Мы быстро поладили. Я дал тестю четыре слоновьих бивня, он мне — тюк корицы. Астролог выбрал день для нашей свадьбы. В назначенный день мы съели по горсти риса, затем я проглотил два шарика, приготовленные прелестной Наги-Нава-Нагиной, подарил ей кусок белой как снег ткани — и вот мы уже муж и жена.

На Цейлоне принято отводить новобрачных в спальню порознь: жена идет первой, за ней муж. Гости провожают их под звуки цистр, барабанов и тамтамов.

Я как можно лучше устроил брачную комнату. В десять часов девушки пришли за невестой и она направилась к дому, бросив мне на прощание взгляд.

О! Что это был за взгляд!

Я умирал от желания последовать за ней, но должен был ждать, пока девушки отведут ее в постель и разденут.

Я еще полчаса провел с тестем; чтобы скоротать время, он предложил мне партию в шашки.

Я согласился, но мне было не до игры.

Наконец, настал мой черед идти в спальню. Я пустился бежать так, что мои спутники не поспевали за мной. На пороге меня встретили поющие, танцующие, беснующиеся девушки.

Они хотели помешать мне войти. Как бы не так! Меня и батальон солдат, построенный в каре, не остановил бы.

Я поднялся в спальню. Было совсем темно, но я слышал тихое дыхание, подобно легкому бризу, доносившееся из алькова. Я запер дверь, разделся и лег.

По-моему, пять предыдущих мужей Наги-Нава-Нагины были чересчур привередливы; только успел я об этом подумать, как раздался голос, от которого у меня кровь в жилах застыла.

«Ах!» — послышался вздох.

«Что?» — воскликнул я, приподнявшись на локтях.
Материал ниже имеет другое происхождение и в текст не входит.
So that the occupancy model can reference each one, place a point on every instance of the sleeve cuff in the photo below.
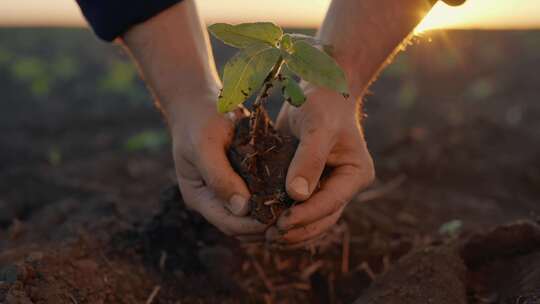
(111, 18)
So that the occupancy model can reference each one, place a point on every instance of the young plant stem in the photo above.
(259, 114)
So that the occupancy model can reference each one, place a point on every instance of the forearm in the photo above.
(174, 55)
(366, 34)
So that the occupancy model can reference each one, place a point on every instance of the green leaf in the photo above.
(292, 92)
(286, 43)
(246, 34)
(316, 67)
(245, 73)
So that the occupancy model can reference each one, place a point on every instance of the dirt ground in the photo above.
(89, 212)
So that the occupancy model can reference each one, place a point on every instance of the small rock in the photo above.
(9, 274)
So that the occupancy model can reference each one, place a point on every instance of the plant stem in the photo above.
(259, 112)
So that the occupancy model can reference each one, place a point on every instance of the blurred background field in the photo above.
(69, 101)
(453, 125)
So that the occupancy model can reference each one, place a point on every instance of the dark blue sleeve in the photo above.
(112, 18)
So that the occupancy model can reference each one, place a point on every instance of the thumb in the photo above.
(308, 164)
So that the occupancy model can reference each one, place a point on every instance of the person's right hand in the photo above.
(209, 185)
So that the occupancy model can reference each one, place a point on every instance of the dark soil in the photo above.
(453, 128)
(263, 166)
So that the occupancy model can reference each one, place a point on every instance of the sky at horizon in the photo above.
(484, 14)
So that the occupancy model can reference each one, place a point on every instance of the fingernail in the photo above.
(238, 204)
(300, 186)
(272, 235)
(283, 221)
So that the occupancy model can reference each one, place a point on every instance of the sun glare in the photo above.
(441, 16)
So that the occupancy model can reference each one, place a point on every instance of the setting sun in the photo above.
(486, 14)
(483, 14)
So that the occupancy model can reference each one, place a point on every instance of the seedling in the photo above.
(268, 57)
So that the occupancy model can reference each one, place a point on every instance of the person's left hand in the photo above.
(330, 135)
«Ну да, это я!» — прозвучал тот же голос.

«Как, это вы, Бюшольд?»

«Разумеется».



Как раз в эту минуту, сударь, луна заглянула в окно и ярко осветила нас.

«Друг мой, — продолжала Бюшольд. — Я пришла сказать вам, что вот уже два месяца, как у вас есть сын; я назвала его Иоакимом, потому что разрешилась от бремени в день святого Иоакима».

«Моему сыну два месяца! — закричал я. — Да как же это может быть? Мы всего девять месяцев как женаты».

«Вы же знаете, мой друг, случаются и преждевременные роды; врачи считают детей, родившихся через семь месяцев, вполне жизнеспособными».

«Гм!» — только и сказал я.

«Я выбрала ему в крестные отцы, — продолжала она, — бургомистра ван Клифа, в доме которого, как вам известно, я провела три месяца перед нашей свадьбой».

«А-а!» — сказал я.

«Да, и он обещал воспитать Иоакима».

«Ага!»

«Что вы хотите этим сказать?»

«Ничего! Хорошо, пусть будет Иоаким! Что сделано, то сделано. Но какого черта вы вмешиваетесь в то, что происходит на Цейлоне, раз я не суюсь в то, что делается в Монникендаме?»

«Неблагодарный! — ответила она. — Вот как вы отвечаете на проявления любви! Много ли вы знаете женщин, способных проделать путь в четыре тысячи льё ради того, чтобы провести одну ночь со своим мужем?»

«Ах, так вы здесь всего на одну ночь?» — немного успокоившись, спросил я.

«Увы! Как я могу оставить бедного невинного младенца?»

«Это правда».

«У него никого нет, кроме меня».

«Вы правы».

«И вот как вы встречаете меня, неблагодарный!»

«По-моему, я не так уж плохо встретил вас».

«Да, потому что приняли за другую».

Я поскреб голову. А что стало с той, другой? Это меня несколько беспокоило; но больше всего в ту минуту, признаюсь, меня беспокоила Бюшольд.

Я решил, что лучше всего не заговаривать с ней об ударе подставкой для дров, раз она об этом молчит; что лучше не упоминать о мускатном орехе, раз она сама и намеком не обмолвилась; наконец, раз она обещала уйти на рассвете, ночью я должен быть с ней как можно любезнее.

После того как я принял это решение, мы больше не спорили.

К трем часам ночи я заснул.

Проснувшись, я огляделся и увидел, что остался один.

Только в дверь громко стучали.

Это отец прекрасной Наги-Нава-Нагины со всеми своими родственниками явился поздравить меня с первой брачной ночью.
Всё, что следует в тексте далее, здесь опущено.